Dr. O’Donnell and colleagues noted that most studies of COVID-19-associated coagulopathy published to date have been with Chinese patients.
“This is important because race and ethnicity have major effects upon thrombotic risk. In particular, epidemiological studies have shown that the incidence of venous thromboembolism (VTE) is approximately three to fourfold lower in Chinese compared to Caucasian individuals. Conversely, VTE risk is significantly higher in African-Americans compared to Caucasians,” they wrote.
Because of the lower risk of VTE in the Chinese population, thromboprophylaxis with low-molecular-weight heparin (LMWH) or other agents is less frequently used in Chinese hospitals than in hospitals with predominantly non-Asian patients, they noted.
To see whether the were differences in coagulopathy between Chinese and white patients, the researchers enrolled 55 men and 28 women, median age 64, who were admitted to St. James Hospital with COVID-19 infections from March 13 through April 10, 2020. The cohort included 67 patients of white background, 10 of Asian ancestry, 5 of African ethnicity, and 1 of Latino/Hispanic ancestry.
Of the 83 patients, 67 had comorbidities at admission. At the time of the report, 50 patients had fully recovered and were discharged, 20 remained in the hospital, and 13 had died. In all, 50 patients were discharged without needing ICU care, 23 were admitted to the ICU, and 10 required ICU but were deemed “clinically unsuitable” for ICU admission.
Although the patients had normal prothrombin time (PT) and normal activated partial thromboplastin time (APTT), plasma d-dimer levels were significantly elevated and were above the range of normal in two-thirds of patients on admission.
Despite the increased d-dimer levels, however, there was no evidence of DIC as defined by the International Society of Thrombosis and Hemostasis Scientific and Standardization committee (ISTH SSC) guidelines. Platelet counts were in the normal range in 83.1% of patients, and only five had counts less than 100 x 109/L at admission. Fibrinogen levels were also elevated, as were C-reactive protein levels, both likely indicating an acute phase response.
“Thus, despite the fact that thrombotic risk is much higher in Caucasian patients and the significant elevated levels of d-dimers observed, overt DIC as defined according to the ISTH SSC DIC score was present in none of our COVID-19 patients at time of admission.
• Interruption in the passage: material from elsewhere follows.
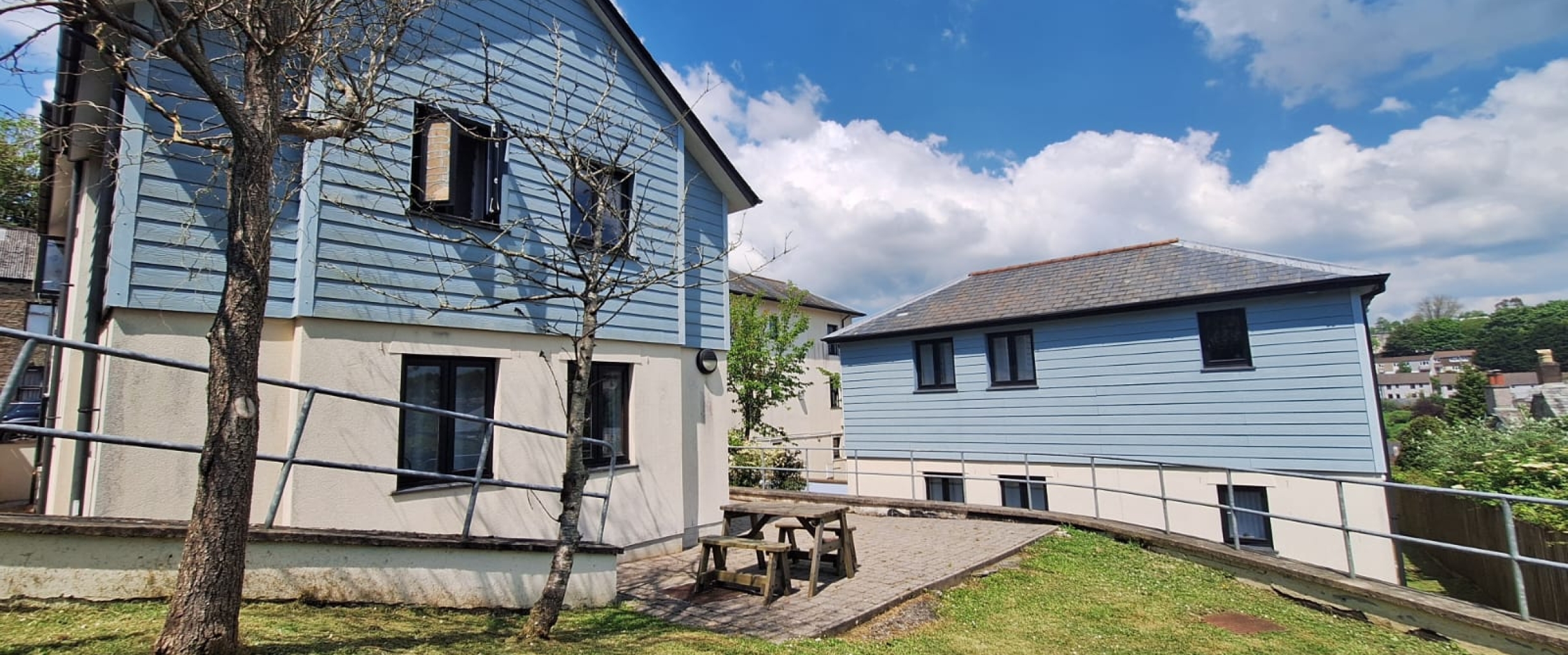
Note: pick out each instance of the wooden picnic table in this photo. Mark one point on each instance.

Nevertheless, our data confirm that severe COVID-19 infection is associated with a significant coagulopathy in Caucasian patients that appears to be similar in magnitude to that previously reported in the original Chinese cohorts,” they wrote.
When they compared patients who required ICU admission for ventilator support and those who died with patients who were discharged without needing ICU support, they found that survivors were younger (median age 60.2 vs. 75.2 years), and that more critically ill patients were more likely to have comorbidities.
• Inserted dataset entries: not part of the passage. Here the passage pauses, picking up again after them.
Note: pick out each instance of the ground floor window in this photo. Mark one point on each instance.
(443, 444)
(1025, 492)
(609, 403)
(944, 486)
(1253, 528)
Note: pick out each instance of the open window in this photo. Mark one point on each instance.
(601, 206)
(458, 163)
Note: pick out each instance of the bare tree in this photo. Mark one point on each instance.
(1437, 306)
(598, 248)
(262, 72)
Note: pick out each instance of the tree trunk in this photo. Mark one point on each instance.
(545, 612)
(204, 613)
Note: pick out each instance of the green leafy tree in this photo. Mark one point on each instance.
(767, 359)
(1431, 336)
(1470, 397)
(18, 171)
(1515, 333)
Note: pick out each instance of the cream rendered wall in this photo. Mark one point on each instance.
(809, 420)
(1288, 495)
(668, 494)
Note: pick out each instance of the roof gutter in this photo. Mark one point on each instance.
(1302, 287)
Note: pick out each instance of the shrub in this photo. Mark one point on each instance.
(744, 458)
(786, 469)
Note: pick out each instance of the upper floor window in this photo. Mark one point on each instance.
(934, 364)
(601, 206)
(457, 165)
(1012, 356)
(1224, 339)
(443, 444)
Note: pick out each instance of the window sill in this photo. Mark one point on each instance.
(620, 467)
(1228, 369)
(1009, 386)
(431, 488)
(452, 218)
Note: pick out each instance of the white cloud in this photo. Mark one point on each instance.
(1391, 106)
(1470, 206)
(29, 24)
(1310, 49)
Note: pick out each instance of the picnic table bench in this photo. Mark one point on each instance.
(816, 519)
They also found that patients with abnormal coagulation parameters on admission were significantly more likely to have poor prognosis (P = .018), and that patients in the adverse outcomes group had significantly higher fibrinogen and CRP levels (P = .045 and .0005, respectively).
There was no significant difference in PT between the prognosis groups at admission, but by day 4 and beyond PT was a median of 13.1 vs. 12.5 seconds in the favorable outcomes groups (P = .007), and patients with poor prognosis continued to have significantly higher d-dimer levels. (P = .003)
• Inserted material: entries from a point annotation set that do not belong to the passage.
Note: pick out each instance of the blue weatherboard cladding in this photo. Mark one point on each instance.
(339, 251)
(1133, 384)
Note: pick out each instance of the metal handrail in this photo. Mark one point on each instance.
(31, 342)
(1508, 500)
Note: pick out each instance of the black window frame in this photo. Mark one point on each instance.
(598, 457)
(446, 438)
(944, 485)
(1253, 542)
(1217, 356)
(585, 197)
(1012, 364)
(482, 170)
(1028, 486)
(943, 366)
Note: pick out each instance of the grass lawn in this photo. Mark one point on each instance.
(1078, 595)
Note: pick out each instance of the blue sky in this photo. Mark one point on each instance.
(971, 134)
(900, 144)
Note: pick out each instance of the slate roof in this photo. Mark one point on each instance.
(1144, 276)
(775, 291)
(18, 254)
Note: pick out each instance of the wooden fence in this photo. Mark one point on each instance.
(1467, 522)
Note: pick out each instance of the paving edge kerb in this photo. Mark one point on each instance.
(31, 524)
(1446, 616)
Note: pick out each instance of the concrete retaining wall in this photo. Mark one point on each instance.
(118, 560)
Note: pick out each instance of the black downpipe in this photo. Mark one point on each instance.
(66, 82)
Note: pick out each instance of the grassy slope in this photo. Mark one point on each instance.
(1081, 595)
“Cumulatively, these data support the hypothesis that COVID-19–associated coagulopathy probably contributes to the underlying pulmonary pathogenesis,” the researchers wrote.
They noted that the angiotensin converting enzyme 2 (ACE-2) receptor that COVID-19 uses to enter cells is expressed on both type II pneumocytes and vascular endothelial cells within the lung, suggesting that the coagulopathy may be related to direct pulmonary endothelial cell infection , activation, and/or damage, and to the documented cytokine storm that can affect thrombin generation and fibrin deposition within the lungs.
“In the context of this lung-centric vasculopathy, we hypothesize that the refractory acute respiratory distress syndrome phenotype observed in severe COVID-19 is due to concurrent ‘double-hit’ pathologies targeting both ventilation (V) and perfusion (Q) within the lungs where alveoli and pulmonary microvasculature exist in close anatomical juxtaposition,” they wrote.
The investigators noted that larger randomized trials will be needed to determine whether more aggressive anti-coagulation and/or targeted anti-inflammatory therapies could effectively treated PIC in patients with severe COVID-19.
The study was supported by the Wellcome Trust and the Health Research Board Health Service and the Research and Development Division, Northern Ireland. Dr. O’Donnell disclosed speakers bureau activities, advisory board participation, and research grants from multiple companies. The other doctors had no relevant conflicts of interest to disclose.